El capitalismo mundial se caracteriza no sólo por el carácter cíclico
de sus crisis económicas, y sus posteriores recuperaciones con
expansión, sino también porque el mismo carácter cíclico suelen
adoptar las ideas que lo sustentan. A veces con poco estado y otras
con más estado; aunque nunca sin estado, ya que a partir de un
impulso inicial desde la esfera material que debió enfrentar
superestructuras políticas en un principio ajenas a sus intereses
(como lo eran las feudales de Europa occidental), siempre ha
desempeñado una función significativa en su etapa de posterior
consolidación y expansión constante. El imperialismo que con sus
sucesivas subetapas se viene manifestando desde fines del siglo XIX,
es la expresión más notoria de ese capitalismo en el que el estado de
los países dominantes está siempre, de una u otra manera, apuntalando
los intereses nacionales y mundiales de su burguesía. Y llegado el
caso, si es imprescindible, puede recurrir al uso de toda su violencia
concentrada para realizar dichos intereses.

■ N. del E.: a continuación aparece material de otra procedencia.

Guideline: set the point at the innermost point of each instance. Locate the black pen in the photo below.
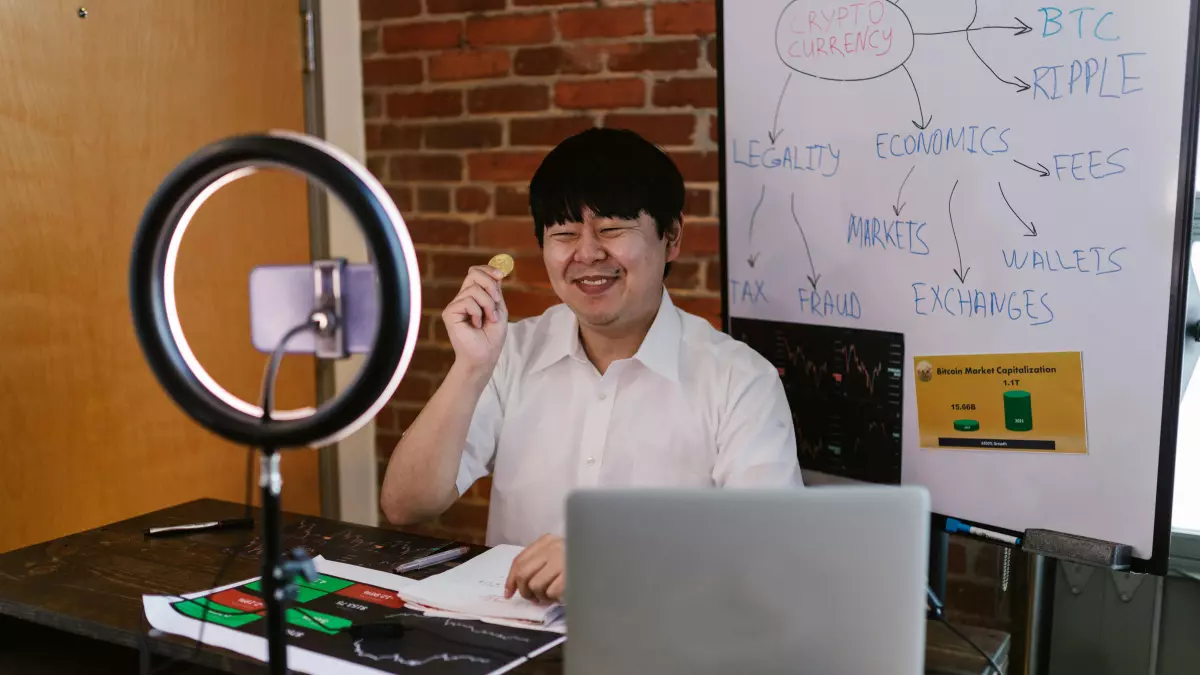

Por otra parte, el carácter cíclico de las ideas gestadas por la
intelectualidad burguesa se expresa en conceptos que dan cuenta de
dicha realidad. Liberalismo y neoliberalismo, keynesianismo y
neokeynesianismo, forman parte del inicio y retorno de ideas que, sin
cuestionar el mundo de las relaciones de producción capitalistas, se
alternan no sin enfrentamientos secundarios, en la conducción
intelectual de diversas etapas concretas del sistema mundial en
cuestión. Sin embargo, el liberalismo no ha prescindido completamente
del estado sino que ha aplicado una intervención débil propio de
momentos de expansión económica sin grandes dificultades, mientras los
keynesianos (o intervencionistas en general) apuestan a una
intervención fuerte, típica de momentos en los que sin una presencia
significativa del estado burgués imperialista, la burguesía no
lograría garantizar la realización de sus intereses. No casualmente
esta concepción fuerte nace y se expresa teóricamente (2) en medio de
una fabulosa crisis mundial que desde los países dominantes se irradió
hacia los dominados en los años treinta, y hoy regresa con otra enorme
crisis mundial del sistema. La actual sabemos cómo se engendró, pero
no podemos sostener con rigor teórico cómo concluirá.
El estado en Argentina
En los países sometidos por el capital de los países dominantes sin
embargo la intervención fuerte del estado no tiene un sentido único,
ya que no es asimilable el carácter de un estado nacional y popular
que enfrenta sus contradicciones con las burguesías del primer mundo,
como ocurrió durante los dos primeros gobiernos de Perón en Argentina
o ahora con Chávez en Venezuela (por poner sólo dos ejemplos claros),
con los partidarios de la teoría de la modernización o desarrollistas.
Desde dicha perspectiva teórica Arturo Frondizi (1958-1962) intentaba
por el contrario asociar a las burguesías imperialistas con un primer
impulso para el desarrollo nacional, utilizando al estado como
supuesto conductor, sin embargo los resultados fueron definitivamente
negativos a la hora gestar el capitalismo autosostenido.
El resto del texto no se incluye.